Mehr als 20 verschiedene Technologien, darunter Windkraft- und Photovoltaikanlagen, sind in das einzigartige Energiekonzept eingebunden.Foto: Oliver Heinl
Häufig fehlt Architekten und Bausanierern der Weitblick, wenn es um das Theme Energieeffizienz geht. Kurzfristig preiswerte Heiztechnik und billiges Dämmmaterial werden bevorzugt, obwohl sich erneuerbare Energien und gute Dämmung nach ein paar Jahren schon rechnen. Hinter dem Konzept des Energieparks Hirschaid steht die Idee, den gesamten Lebenszyklus eines Gebäudes von der Herstellung der Baustoffe bis zum endgültigen Rückbau unter ressourcenschonenden und CO2-sparenden Gesichtspunkten zu betrachten und im Hinblick auf die künftige Nutzung Aspekte wie Städteplanung, Barrierefreiheit und öffentliche Verkehrsanbindung einzubringen. Für die Realisierung erzielt der Energiepark eine Zertifizierung als EU-Greenbuilding und den EU-Greenbuilding Award 2014.
Nachhaltige Architektur
Teil des Energieparks mit insgesamt 4.000 m2 Nutzfläche ist eine ehemalige Kunststofffabrik aus den 1970er Jahren. Sie wurde im Innenbereich zunächst in den Urzustand zurückversetzt und anschließend mittels Vollwärmeschutz, neuer Fenster und neuer Heizungsanlage thermisch ertüchtigt. Im Erdgeschoss liegen zwei Konferenzräume, davon einer zum Gebäudeinneren hin komplett verglast, eine Bar inklusive Catering sowie der Organisations- und Sanitärbereich. Foyer, Lounge und Parkgalerie im Obergeschoss runden das Raumangebot des Silos ab. Allein die innenarchitektonische Aufteilung eröffnet bereits viele Möglichkeiten zu Begegnung, Austausch und Kommunikation. Zum eigentlichen Mittelpunkt des Energieparks ist die vormalige Fabrikationshalle avanciert.

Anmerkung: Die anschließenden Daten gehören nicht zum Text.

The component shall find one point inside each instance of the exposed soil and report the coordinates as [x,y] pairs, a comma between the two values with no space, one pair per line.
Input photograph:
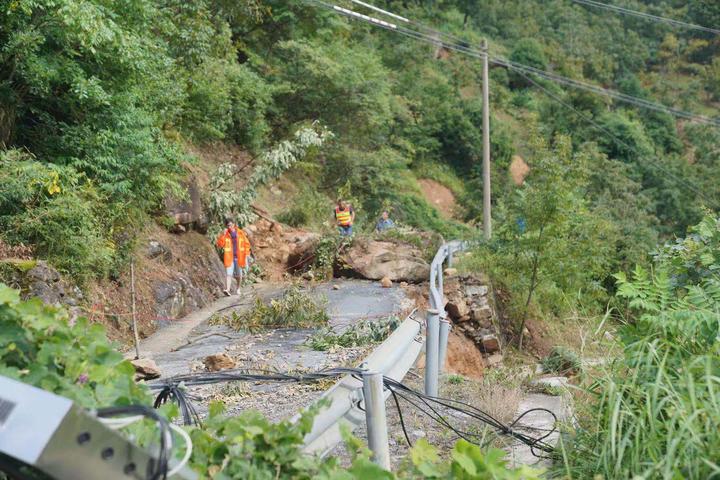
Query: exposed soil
[189,254]
[439,196]
[463,356]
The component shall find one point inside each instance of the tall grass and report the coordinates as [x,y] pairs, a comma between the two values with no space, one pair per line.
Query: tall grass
[656,412]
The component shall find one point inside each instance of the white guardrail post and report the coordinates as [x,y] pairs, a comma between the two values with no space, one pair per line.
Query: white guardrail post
[432,345]
[376,419]
[443,338]
[392,359]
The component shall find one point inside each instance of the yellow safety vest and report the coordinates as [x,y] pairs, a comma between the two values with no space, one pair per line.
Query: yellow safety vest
[344,217]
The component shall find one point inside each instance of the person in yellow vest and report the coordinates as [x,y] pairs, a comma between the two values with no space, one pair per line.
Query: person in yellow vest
[236,253]
[344,217]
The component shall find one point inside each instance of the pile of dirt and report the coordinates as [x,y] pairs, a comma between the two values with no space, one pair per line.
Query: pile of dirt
[439,196]
[175,274]
[397,261]
[281,250]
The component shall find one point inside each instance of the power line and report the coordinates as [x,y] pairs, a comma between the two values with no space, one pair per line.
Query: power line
[525,70]
[647,16]
[619,140]
[467,50]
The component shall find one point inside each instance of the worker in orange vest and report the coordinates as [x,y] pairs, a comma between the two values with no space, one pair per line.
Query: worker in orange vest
[236,254]
[344,217]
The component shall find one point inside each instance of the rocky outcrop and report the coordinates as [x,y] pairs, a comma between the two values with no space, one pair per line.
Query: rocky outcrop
[375,260]
[188,212]
[177,297]
[219,361]
[469,306]
[281,250]
[36,278]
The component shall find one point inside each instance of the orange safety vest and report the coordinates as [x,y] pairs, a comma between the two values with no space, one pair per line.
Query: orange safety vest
[224,241]
[343,217]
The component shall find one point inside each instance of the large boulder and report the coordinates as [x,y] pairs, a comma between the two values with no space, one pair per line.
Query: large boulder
[375,260]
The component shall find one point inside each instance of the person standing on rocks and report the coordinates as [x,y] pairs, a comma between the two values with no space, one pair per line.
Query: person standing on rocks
[385,222]
[344,217]
[236,249]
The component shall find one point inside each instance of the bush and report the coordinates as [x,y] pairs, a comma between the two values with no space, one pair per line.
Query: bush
[654,412]
[527,51]
[563,361]
[58,212]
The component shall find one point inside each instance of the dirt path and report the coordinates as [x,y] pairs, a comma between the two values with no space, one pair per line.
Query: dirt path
[439,196]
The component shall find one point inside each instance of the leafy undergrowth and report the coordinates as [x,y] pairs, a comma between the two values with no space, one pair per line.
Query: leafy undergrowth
[362,333]
[563,361]
[39,345]
[295,309]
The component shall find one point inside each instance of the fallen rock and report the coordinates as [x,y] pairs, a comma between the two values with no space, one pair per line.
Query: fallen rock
[494,360]
[490,343]
[457,306]
[156,249]
[476,290]
[145,369]
[482,315]
[219,361]
[374,260]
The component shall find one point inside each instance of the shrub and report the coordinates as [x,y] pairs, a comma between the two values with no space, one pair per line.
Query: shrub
[563,361]
[654,412]
[58,212]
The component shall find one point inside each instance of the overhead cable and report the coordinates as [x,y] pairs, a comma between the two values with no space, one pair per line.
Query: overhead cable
[467,50]
[647,16]
[654,163]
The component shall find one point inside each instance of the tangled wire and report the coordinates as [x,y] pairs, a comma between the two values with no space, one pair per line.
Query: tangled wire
[174,389]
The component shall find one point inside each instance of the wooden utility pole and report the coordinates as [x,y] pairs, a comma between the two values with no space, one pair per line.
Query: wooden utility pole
[487,220]
[132,293]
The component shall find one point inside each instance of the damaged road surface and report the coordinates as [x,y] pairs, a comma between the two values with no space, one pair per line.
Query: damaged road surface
[184,347]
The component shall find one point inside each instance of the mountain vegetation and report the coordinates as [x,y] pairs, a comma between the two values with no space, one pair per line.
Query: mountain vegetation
[101,103]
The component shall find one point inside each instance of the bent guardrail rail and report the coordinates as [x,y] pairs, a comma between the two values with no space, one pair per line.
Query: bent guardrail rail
[393,358]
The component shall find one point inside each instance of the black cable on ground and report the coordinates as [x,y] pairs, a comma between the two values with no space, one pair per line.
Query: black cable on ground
[159,469]
[174,389]
[538,443]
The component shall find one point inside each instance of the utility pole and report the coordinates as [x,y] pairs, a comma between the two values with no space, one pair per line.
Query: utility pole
[487,220]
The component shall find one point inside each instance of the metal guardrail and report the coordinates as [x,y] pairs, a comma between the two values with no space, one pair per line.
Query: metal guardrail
[393,359]
[438,325]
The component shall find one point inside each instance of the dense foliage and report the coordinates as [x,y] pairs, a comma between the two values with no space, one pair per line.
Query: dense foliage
[104,94]
[39,345]
[655,412]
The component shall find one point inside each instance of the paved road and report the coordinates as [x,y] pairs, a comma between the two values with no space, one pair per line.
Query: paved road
[177,347]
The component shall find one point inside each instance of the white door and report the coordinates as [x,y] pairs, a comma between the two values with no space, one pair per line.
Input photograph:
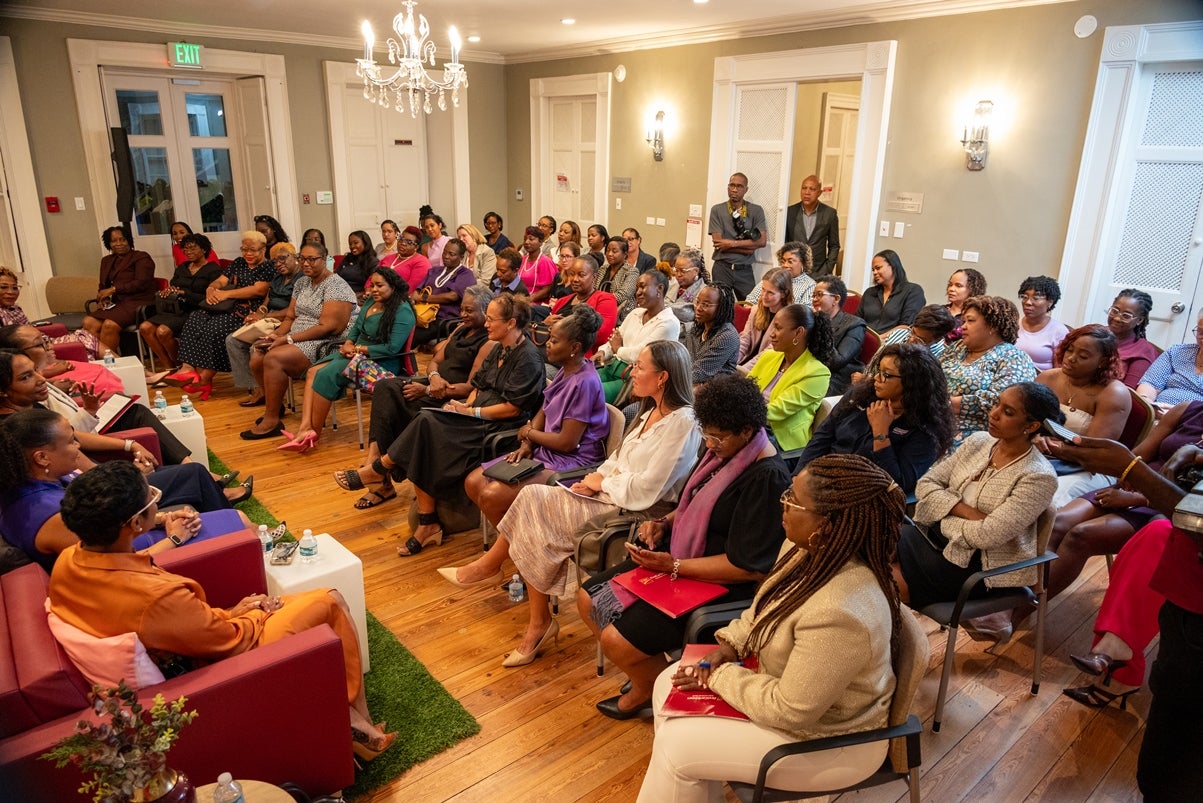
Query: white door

Kopplung neuer TechnologienSolartracker und gebäudeintegrierte PV gehören zum Gesamtkonzept. Der Energiepark Hirschaid bei Nürnberg realisiert die Vision eines in jeder Hinsicht ressourcenschonend sanierten Gebäudes.Foto: Oliver Heinl
Ziel der gesamten Energieversorgung des Zentrums war zunächst eine hohe Bedarfsdeckung durch die Eigennutzung erneuerbarer Energien direkt vor Ort. Dazu erforderlich war ein Energiemanagement, das das Zusammenspiel aller Komponenten ermöglicht. Die Einbindung von Sonnenenergie, Grundwasser aus der Erde und Windkraft erfolgt über mehr als 20 verschiedene Technologien. Dachsysteme Photovoltaik, Solare Carports, Speicher, BHKW und Kleinwindkraft sind nur einige der Technologien. Anliegende Bestandsimmobilien wie der ehemalige Baywa Getreidespeicher oder die Baywa Werkstatt sind ebenfalls in das Konzept des Energieparks Hirschaid eingeflossen und damit ein Bestandteil einer künftig angedachten Smart-Grid Vision. Bereits 2009 wurden an diesen Objekten die ersten Photovoltaikanlagen projektiert. Im Sommer 2012 folgten weitere Photovoltaiktechnologien. Ein weiterer Gedanke die Smart-Grid-Vision des Energieparks Hirschaid erfolgreich umzusetzen, wäre die Installation von Energieerzeugungsanlagen sowie Energiespeichern im heute noch ungenutzten, ehemaligen Baywa Getreidespeicher.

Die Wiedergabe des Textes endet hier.